WE all thought they had gone - the great comedy double acts: Laurel and Hardy, Abbott and Costello, Morecambe and Wise. But the latest duo on the comedy scene had us rolling in the aisles (or between the tables, should I say) in the Beggars' Arms last week.
Meet Blair and Brown, the men who have revived the music hall 40 years after everyone thought it was dead. They may be leading the nation to ruin but they are giving us plenty of belly laughs on the way.
Now there may be people who think that the petrol crisis that brought the nation nearly to its knees is no laughing matter.
And, indeed, for emergency services and hospital patients and many, many more, it was a very serious matter and to them I apologise for my levity.

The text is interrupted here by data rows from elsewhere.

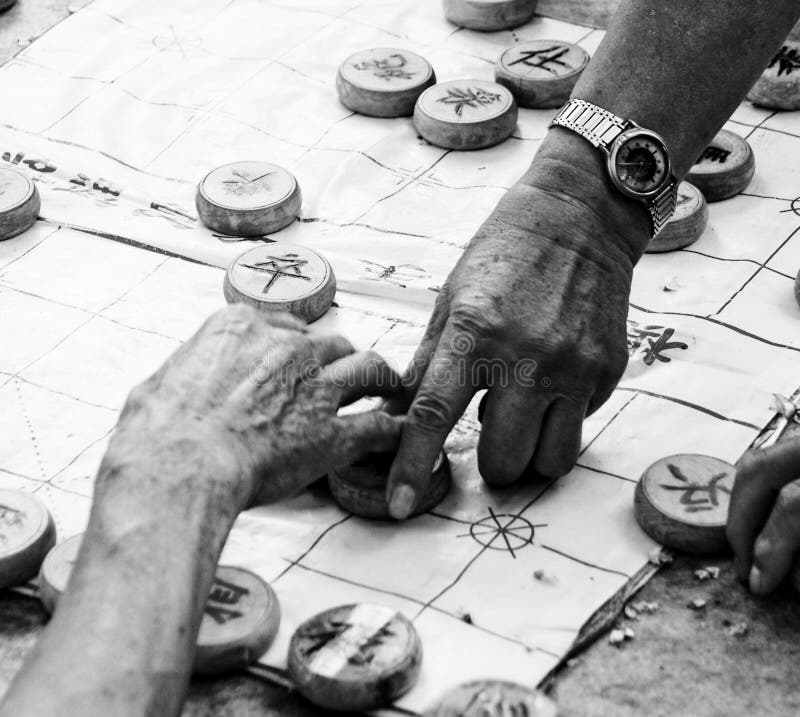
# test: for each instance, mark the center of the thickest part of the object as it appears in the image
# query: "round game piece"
(383, 82)
(724, 168)
(355, 657)
(361, 488)
(27, 532)
(282, 277)
(687, 224)
(489, 15)
(248, 199)
(56, 569)
(492, 698)
(19, 203)
(779, 85)
(541, 73)
(682, 502)
(465, 114)
(240, 621)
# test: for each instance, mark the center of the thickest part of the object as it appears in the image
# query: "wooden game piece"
(725, 167)
(19, 203)
(27, 533)
(489, 15)
(779, 85)
(383, 82)
(465, 114)
(687, 224)
(682, 502)
(541, 73)
(240, 621)
(248, 199)
(282, 277)
(361, 488)
(56, 569)
(492, 698)
(355, 657)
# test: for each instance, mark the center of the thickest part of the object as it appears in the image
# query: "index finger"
(760, 475)
(443, 395)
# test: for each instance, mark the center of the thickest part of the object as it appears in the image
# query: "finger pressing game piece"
(465, 114)
(355, 657)
(725, 167)
(687, 224)
(383, 82)
(248, 199)
(779, 85)
(282, 277)
(19, 203)
(27, 533)
(682, 502)
(492, 698)
(489, 15)
(240, 621)
(56, 569)
(541, 73)
(361, 488)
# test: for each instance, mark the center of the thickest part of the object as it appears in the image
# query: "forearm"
(122, 638)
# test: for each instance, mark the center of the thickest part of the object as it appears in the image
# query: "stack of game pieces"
(682, 502)
(248, 199)
(355, 657)
(724, 168)
(541, 73)
(489, 15)
(779, 86)
(282, 277)
(19, 203)
(361, 488)
(383, 82)
(465, 114)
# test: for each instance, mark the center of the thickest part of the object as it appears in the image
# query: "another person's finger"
(364, 373)
(512, 420)
(560, 438)
(760, 474)
(778, 543)
(442, 397)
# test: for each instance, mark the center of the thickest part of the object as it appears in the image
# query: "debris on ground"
(710, 572)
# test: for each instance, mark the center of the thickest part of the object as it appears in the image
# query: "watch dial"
(641, 164)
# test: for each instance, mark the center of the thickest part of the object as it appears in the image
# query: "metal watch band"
(600, 128)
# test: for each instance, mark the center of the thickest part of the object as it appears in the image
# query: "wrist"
(568, 164)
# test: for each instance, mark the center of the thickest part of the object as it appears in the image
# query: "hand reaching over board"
(764, 515)
(534, 311)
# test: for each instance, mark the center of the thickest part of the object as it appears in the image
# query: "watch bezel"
(611, 162)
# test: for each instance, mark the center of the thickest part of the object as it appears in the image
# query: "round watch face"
(640, 163)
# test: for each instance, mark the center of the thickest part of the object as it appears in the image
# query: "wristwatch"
(637, 159)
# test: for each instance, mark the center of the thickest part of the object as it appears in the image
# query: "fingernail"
(402, 502)
(756, 580)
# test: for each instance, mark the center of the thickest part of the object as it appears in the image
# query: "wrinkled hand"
(764, 515)
(257, 400)
(535, 311)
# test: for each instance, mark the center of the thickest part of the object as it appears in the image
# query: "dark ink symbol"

But for us Beggarsdalians, who tend to keep our supplies pretty well stocked in case we ever have another winter, it was the biggest laugh since Angela Rippon did her high-kick routine for Eric and Ernie.
Unless there is a Six Nations rugby match or a close-run cricket series, the telly rarely gets turned on in the Beggars' - we have better ways to pass the time. But starting 10 days ago, everyone gathered round to watch the latest news bulletin. It was so funny, you see.
There was Tony Blair, supposed to eat a Chinese in Hull with Two Jags Prescott, when he suddenly found there was a national crisis under way.
Not in London, of course (you can get a tube or a bus there) but in the North, in Scotland, in Wales and the South West - all the bits which London politicians have forgotten exist.
So Tone got into his Jaguar and, sweeping back to town, donned his Winston Churchill outfit and came out to tell the TV cameras that "We will fight them on the beaches etc etc."
The reaction to that started with a small giggle in the bar, followed by some very rude expletives from Owd Tom, and finished with a howl of laughter. For who is the ex-Saint going to fight? Small businessmen, like farmers, truckers, and taxi drivers - not quite Hitler's Panzers.
And, of course, most people in Beggarsdale are small businessmen (with the notable exception of Teachers Tim and Tess, who took days off school anyway because they had no petrol). What's more, the campaign was started by small Northern businessmen - and we understand just how difficult it is to survive up here in face of total Whitehall indifference.
It got better when straight-man Brown came on a day or so later to explain that the petrol price had nothing to do with the Government, despite that fact that almost three quarters of it is tax (a bit like a pint of Ram's Blood, really).
But the one that brought the house down was when the boss of the Transport and General Workers' Union went on telly to condemn the demonstrators at petrol depots of "holding the country to ransom." That one had us all in hysterics.
The T&G, for heaven's sake, was that bunch of unionised bullies who, back in the 70s, even stopped people burying their dead - and, incidentally, had Labour thrown out of power for 18 years. Lewis Carroll himself could not have written it better!
* The Curmudgeon is a satirical column based on a fictitious character in a mythical village.